Midden in de oude binnenstad van de Indiase stad Calcutta staat een imposant, rood gebouw dat de Bengalezen nog altijd Writers’ Building noemen. Het werd in 1777 door de architect Thomas Lyon ontworpen en was de zetel van de Britse Oost-Indische Compagnie. Achter de indrukwekkende façade administreerden vele tientallen klerken thee, specerijen, katoen en alle andere waren die deze handelsonderneming van lokale kooplieden inkocht om naar het vaderland te verschepen. Maar daarnaast is er nog een ander verhaal verbonden aan dit voormalige zenuwcentrum van de koloniale ‘parel in de kroon’ . Want halverwege de negentiende eeuw waarschuwde een voormalige zeekapitein hier namelijk tevergeefs voor een naderende catastrofe.
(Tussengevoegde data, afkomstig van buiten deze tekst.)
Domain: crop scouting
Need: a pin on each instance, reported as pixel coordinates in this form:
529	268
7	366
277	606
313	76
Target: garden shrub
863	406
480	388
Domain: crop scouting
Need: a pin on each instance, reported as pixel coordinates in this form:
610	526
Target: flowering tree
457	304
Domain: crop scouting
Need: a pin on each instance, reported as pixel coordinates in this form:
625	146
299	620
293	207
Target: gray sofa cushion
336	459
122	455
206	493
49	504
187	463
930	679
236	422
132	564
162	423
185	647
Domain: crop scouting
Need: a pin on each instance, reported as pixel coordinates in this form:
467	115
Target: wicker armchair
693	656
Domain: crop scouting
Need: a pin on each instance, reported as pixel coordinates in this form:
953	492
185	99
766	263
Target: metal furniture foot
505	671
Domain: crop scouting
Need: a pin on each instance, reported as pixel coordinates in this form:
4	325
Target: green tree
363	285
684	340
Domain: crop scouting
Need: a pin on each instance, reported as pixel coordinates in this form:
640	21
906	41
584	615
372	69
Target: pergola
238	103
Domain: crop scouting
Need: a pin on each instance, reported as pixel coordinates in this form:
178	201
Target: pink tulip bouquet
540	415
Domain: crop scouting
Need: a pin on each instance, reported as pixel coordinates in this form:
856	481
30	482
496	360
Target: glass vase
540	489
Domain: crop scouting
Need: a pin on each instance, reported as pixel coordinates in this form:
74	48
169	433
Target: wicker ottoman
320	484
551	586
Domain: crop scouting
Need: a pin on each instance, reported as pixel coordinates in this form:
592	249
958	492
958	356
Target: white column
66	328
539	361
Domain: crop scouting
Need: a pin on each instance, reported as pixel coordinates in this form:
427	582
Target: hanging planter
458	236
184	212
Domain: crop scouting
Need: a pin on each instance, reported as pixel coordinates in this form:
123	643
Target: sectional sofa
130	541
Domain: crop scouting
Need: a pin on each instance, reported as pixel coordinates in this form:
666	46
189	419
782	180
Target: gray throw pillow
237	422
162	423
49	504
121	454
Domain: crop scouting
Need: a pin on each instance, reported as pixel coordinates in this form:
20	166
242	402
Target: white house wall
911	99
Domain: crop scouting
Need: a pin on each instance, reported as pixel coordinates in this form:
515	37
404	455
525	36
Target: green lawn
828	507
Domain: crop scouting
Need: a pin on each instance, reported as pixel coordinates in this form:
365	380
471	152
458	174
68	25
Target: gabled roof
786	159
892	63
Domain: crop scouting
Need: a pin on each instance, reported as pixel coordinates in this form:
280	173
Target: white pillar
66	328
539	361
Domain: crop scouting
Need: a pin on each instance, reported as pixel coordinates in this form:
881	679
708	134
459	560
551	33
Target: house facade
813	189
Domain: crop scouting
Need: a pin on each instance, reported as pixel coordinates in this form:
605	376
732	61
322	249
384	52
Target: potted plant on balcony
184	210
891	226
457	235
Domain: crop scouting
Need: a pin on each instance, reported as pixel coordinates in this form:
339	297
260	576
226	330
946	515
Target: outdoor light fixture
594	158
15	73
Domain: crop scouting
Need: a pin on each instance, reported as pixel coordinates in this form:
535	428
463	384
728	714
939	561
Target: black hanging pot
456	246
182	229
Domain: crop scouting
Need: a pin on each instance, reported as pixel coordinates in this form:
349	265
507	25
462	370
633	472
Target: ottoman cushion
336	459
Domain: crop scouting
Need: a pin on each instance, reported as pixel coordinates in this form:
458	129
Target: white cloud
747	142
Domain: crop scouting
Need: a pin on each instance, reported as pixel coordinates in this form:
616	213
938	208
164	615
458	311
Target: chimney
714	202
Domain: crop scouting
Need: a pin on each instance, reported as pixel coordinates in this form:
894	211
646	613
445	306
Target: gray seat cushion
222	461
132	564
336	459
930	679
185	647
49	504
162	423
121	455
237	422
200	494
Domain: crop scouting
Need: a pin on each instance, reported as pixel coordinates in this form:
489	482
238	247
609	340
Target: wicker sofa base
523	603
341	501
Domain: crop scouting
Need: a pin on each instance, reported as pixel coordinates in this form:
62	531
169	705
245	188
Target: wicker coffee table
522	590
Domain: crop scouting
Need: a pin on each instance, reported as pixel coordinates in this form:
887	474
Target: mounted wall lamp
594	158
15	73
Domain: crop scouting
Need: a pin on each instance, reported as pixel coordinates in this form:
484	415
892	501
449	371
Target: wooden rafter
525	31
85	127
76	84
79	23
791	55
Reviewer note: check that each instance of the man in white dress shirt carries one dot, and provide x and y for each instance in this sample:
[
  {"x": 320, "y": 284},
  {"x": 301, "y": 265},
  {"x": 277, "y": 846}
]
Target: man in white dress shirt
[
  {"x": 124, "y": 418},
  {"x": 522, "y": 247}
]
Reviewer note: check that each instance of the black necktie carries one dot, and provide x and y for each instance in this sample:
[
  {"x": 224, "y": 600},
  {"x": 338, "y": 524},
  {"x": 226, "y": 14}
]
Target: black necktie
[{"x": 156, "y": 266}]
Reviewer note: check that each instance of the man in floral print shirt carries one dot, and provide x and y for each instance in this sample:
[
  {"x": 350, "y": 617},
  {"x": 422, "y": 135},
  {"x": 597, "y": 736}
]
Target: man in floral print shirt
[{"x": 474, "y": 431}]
Toen men echter vaststelde dat de Hooghly aan het verzanden was, ontstond er bezorgdheid onder de beambten. Kort na 1860 groeide het besef dat de profijtelijke handel hierdoor direct gevaar liep en ging men stroomafwaarts op zoek naar een nieuwe havenlocatie. Daar zou dan een nieuwe stad moeten ontstaan met een directere toegang tot de Golf van Bengalen.
De ‘perfecte’ plaats was snel gevonden, slechts twee uur verwijderd van Calcutta en gelegen in een wijd vertakte en drassige delta. Het ging om de kleine nederzetting Canning, gelegen aan de samenloop van twee rivierarmen. Er werden ambitieuze plannen ontworpen voor het nieuwe Port Canning met een haven voor veertig schepen, pakhuizen, woonwijken en een treinstation. Vanaf 1862 gingen de mangrovebossen plaats maken voor havenkades en bouwwerven. De grootschalige boskap pakte echter desastreus uit voor de waterhuishouding van het gebied omdat de bodem begon weg te spoelen.
Een belangrijke waarschuwing

Een bepaald extreem verschijnsel dat tot dusverre nog nooit onderzocht was had de bijzondere aandacht van Piddington getrokken: zeer sterke luchtcirculaties boven de Golf van Bengalen waarvan de windrichtingen ten noorden en zuiden van de evenaar tegengesteld waren. De centra hiervan kenmerkten zich door uiterst kalm weer, maar daarbuiten bereikte de windsterkte een verwoestende orkaankracht. Deze cirkelvormige stormvelden ontstonden plotseling aan het zeeoppervlak om zich daarna te gaan verplaatsen en meestal pas boven land uit te doven, een spoor van vernieling achterlatend. In 1737 had zich dit al eens voorgedaan in de omgeving van Calcutta, maar veel was hier toen niet over opgeschreven.
Piddington gaf het fenomeen de naam cycloon, afgeleid van het Grieks. Bovendien bracht hij in kaart waar hun aankomst vanuit zee te verwachten was en dat was onder andere in Canning en omgeving. Daarom schreef hij in 1853 aan de gouverneur generaal dat het onverstandig zou zijn om daar ooit activiteiten van welke aard dan ook te ontplooien.

Verwoesting
Tien jaar later sloeg men deze waarschuwing in de wind en begon het project Port Canning. Slechts twee jaar ging dat goed, want op 5 oktober 1864 kwam de voorspelling al uit toen een heftige cycloon over de nieuwe haven trok, volgens het pad dat Piddington beschreven had. Een vloedgolf overspoelde de stad in aanbouw en nam alles mee wat ze op haar weg vond. Na afloop was alles onder de modder bedekt en had de natuur de stad heroverd. Tegenwoordig herinnert alleen de ruïne van het voormalige gouverneurshuis aan de gedoemde onderneming. Wél was hiermee definitief het begrip cycloon gevestigd, hoewel de Amerikanen het een ‘hurricane’ gingen noemen en de Aziaten het bij hun al eeuwenoude uitdrukking ‘tyfoon’ hielden.